4 ноября 2016

Что такое русская дача: о загородной жизни рассказывают Даниил Гранин, Татьяна Черниговская, Борис Аверин и Яков Гордин

На киноночи в парке Александрия, которая пройдет 4 ноября, покажут фильм-исследование «Дачные истории. Петербургские воспоминания», сопровождающий выставку «Петергофские дачники» в Фермерском дворце. В картине Елены Кальницкой и Константина Гусева петербургские интеллигенты — писатель Даниил Гранин, ученый Татьяна Черниговская, публицист Яков Гордин и литературовед Борис Аверин — рассказывают о традициях и укладе дачной жизни и делятся своими дачными воспоминаниями. «Бумага» публикует отрывки из рассказов петербуржцев.

Борис Аверин

Литературовед

— Чувство  дачника — это чувство свободы, чувство изменившегося сознания. Достаточно выехать из Петербурга, переехать в Заячий Ремиз, и вы будто становитесь другим человеком. У вас уже другой настрой, вы не злитесь. Вы вообще радуетесь жизни. То есть вы становитесь тем, для чего и были сделаны дачи.  Для чего было сделано это ожерелье вокруг Петербурга.

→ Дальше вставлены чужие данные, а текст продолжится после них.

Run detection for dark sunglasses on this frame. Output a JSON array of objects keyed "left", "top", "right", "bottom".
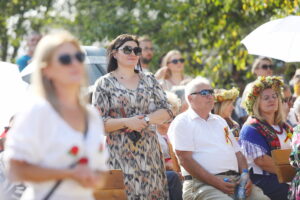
[
  {"left": 261, "top": 65, "right": 274, "bottom": 70},
  {"left": 119, "top": 46, "right": 142, "bottom": 56},
  {"left": 143, "top": 47, "right": 154, "bottom": 51},
  {"left": 282, "top": 96, "right": 293, "bottom": 103},
  {"left": 58, "top": 51, "right": 85, "bottom": 65},
  {"left": 191, "top": 90, "right": 214, "bottom": 97},
  {"left": 168, "top": 58, "right": 184, "bottom": 65}
]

Кто из писателей имел дачу в Петергофе?  Да никто, по-моему, и не имел. Это только для богатых. А кто жил? На самом деле, очень многие. Апухтин писал замечательное стихотворение про Монплезир. Блок здесь находился вместе с Пястом. Заячий Ремиз — это центр дачной жизни Петергофа. Вяземский здесь, отмечая свой день рождения, написал лучшие стихи, посвященные Петергофу:

Как свеж, как изумрудно мрачен

В тени густых своих садов,

И как блестящ, и как прозрачен

Водоточивый Петергоф.

Гончаров тут жил три года, когда писал свои произведения. Полонский приезжал. Мережковский с Гиппиус навещали его. Пушкин, естественно.

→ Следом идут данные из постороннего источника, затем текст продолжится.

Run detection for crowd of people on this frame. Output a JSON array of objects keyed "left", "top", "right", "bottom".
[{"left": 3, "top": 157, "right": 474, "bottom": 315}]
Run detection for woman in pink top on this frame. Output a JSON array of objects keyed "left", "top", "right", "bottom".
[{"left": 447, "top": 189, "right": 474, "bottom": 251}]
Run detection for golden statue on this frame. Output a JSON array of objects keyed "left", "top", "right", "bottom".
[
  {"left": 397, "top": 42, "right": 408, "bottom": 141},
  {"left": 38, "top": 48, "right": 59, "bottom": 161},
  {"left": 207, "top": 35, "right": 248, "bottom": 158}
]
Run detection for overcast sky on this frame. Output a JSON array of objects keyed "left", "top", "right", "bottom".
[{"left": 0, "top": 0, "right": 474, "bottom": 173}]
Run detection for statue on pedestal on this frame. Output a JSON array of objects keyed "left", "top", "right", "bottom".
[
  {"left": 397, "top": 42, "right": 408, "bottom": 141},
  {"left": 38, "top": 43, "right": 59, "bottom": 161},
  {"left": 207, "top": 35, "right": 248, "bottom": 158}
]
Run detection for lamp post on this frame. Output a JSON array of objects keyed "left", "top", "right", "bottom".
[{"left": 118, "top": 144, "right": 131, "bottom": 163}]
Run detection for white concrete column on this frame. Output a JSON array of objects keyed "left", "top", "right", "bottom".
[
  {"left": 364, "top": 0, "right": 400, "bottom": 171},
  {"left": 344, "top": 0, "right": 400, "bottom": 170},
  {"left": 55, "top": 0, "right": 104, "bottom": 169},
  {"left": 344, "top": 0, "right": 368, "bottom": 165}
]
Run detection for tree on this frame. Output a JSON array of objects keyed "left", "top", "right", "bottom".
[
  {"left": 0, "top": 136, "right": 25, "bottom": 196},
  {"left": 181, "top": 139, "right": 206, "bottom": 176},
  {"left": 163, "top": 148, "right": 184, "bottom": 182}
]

В 1832 году Николай I издает указ, в котором говорится, что отныне на территории Петергофа можно покупать участки и строить дачи частным лицам. Построить их, конечно, в то время было невероятно трудно. Для этого требовалось сдать все документы, подать заявление в Дворцовое управление и проч. Так, из Дворцового управления оно поступало к Императору. Император же с ним знакомился и решал вопрос, имеете ли вы вообще возможность начать строительство. Ко всему прочему, вы должны были бы назвать и фамилию архитектора. Да не простого. А архитектора, имеющего диплом архитектора. И вот тогда только начнут строить.

Иметь свою дачу могли позволить себе только очень высокопоставленные люди. Но можно было и снять. Если человек в обществе говорил, что он снял дачу в Петергофе, то это было все равно, что «Я получил вице-адмирала». Именно эти постройки впоследствии и станут настоящими «дачами». Дачами, которые мы имеем в виду, когда произносим это слово. 

Яков Гордин

Историк и публицист

— Понятие и смысл дачи, очевидно, состоят в принципиальном изменении быта, столь необходимого человеку. Бегство из города, особенно в настоящее время, — это и есть то самое изменение. Да и, на самом деле, не только в настоящее. В прошлом такое тоже было. Еще лет 100–150 назад смысл был тот же: бегство из каменных громад к природе, траве и так далее.

Есть один исторический момент, чрезвычайно важный и высокий исток дачной хроники России, — дача Льва Добровольского на Каменном острове. В ней в 1834–1836 годах жила семья Пушкиных. Это еще то время, когда Каменный был действительно природой, а не частью города, как сейчас. Дачный сезон этих лет  был навеки запечатлен великим «Каменноостровским» циклом А. С. Пушкина. Это, можно сказать, его дачные стихи. Стихи, написанные на пределе гениальности. «Из Пиндемонти», «Памятник», «Пустынники» — всё это последний гениальный всплеск пушкинского таланта, который пришелся именно на этот дачный сезон 36-го года.

Что касается моего личного дачного опыта — он очень давний. Я впервые был вывезен на дачу в 1936 году. Это была деревня Бугрово, рядом с Михайловским лесом, Пушкинский заповедник. Поскольку тогда мой отец, занимавшийся Пушкиным, уже имел непосредственное отношение к Михайловскому, мы проводили там целое лето.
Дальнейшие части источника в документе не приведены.